DOV-BORIS GOLDBERG (November 12, 1866-July 7, 1922)
He was born in Shaki (Šakiai), near
Suwalk, Lithuania, into a well-to-do family that adhered to the Jewish
Enlightenment. He graduated from a
secular high school in Kovno. He
graduated from Berlin University with a degree in chemical engineering. In 1898 he returned to Russia and settled in
Vilna. From 1902 he was one of the most
active Zionists in Russia. He was the
main speaker at the Zionist conference in Helsinki, where he defended the
importance of work in the Diaspora. He
participated in a number of Zionist congresses.
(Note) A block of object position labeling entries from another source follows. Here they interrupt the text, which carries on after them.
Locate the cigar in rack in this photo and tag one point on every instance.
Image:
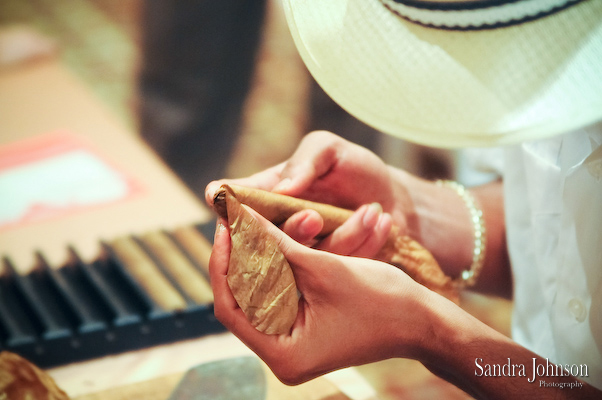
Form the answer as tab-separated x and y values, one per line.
180	268
400	250
147	274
In 1905 he was a member of the “Committee for Jewish Rights in Russia.” In 1907 he took part in the third conference of
the Zionist press in Vilna. During WWI,
he served as an envoy of Russian Zionists to Scandinavian countries and
England. In 1917 he was selected as a
member of the National Council of Russian Jewry, and in 1919 he was a
representative of the National Council to the All-Jewish World Conference in
Paris. Until late 1920 he was in
England. He was a co-founder of the
Jewish National Fund as well as other international Zionist institutions. In early 1921 he moved to Israel and started construction
factories, which made possible the development of Tel Aviv. He began writing for Voskhod (Sunrise)
in 1906, in which he published articles and impressions of the Fifth Zionist
Congress. He later published feature
pieces on Jewish and Zionist issues in Russian, Yiddish, Hebrew, and German in Razsviet (Dawn), Die Welt (The
world), Haolam (The world), Dos yidishe folk (The Jewish people)
in Vilna (1908-1907), and Altnayland (Old-new land), among other
serials. He was also the author of a
statistical work in Russian concerned with Jewish life in Russia (St. Petersburg,
1897) and of a pamphlet entitled Di yidishe kolonyal-bank (The Jewish
colonial bank) which appeared in both Yiddish and Russian (Vilna, 1909), 32
pp. He served on the editorial boards of
Haolam, Dos yidishe folk in Vilna, and Altnayland, among others. He wrote under the pen name “Dov.” On May 1, 1921 during the Jaffa pogrom, he
was severely wounded and he died in Tel Aviv.
Sources: Haarets (Tel
Aviv) (July 8, 1922); D. Tidhar, in Entsiklopedyah leḥalutse hayishuv uvonav (Encyclopedia of the founders and builders of Israel) (Tel Aviv, 1947-1971), vol. 1, pp. 293-94.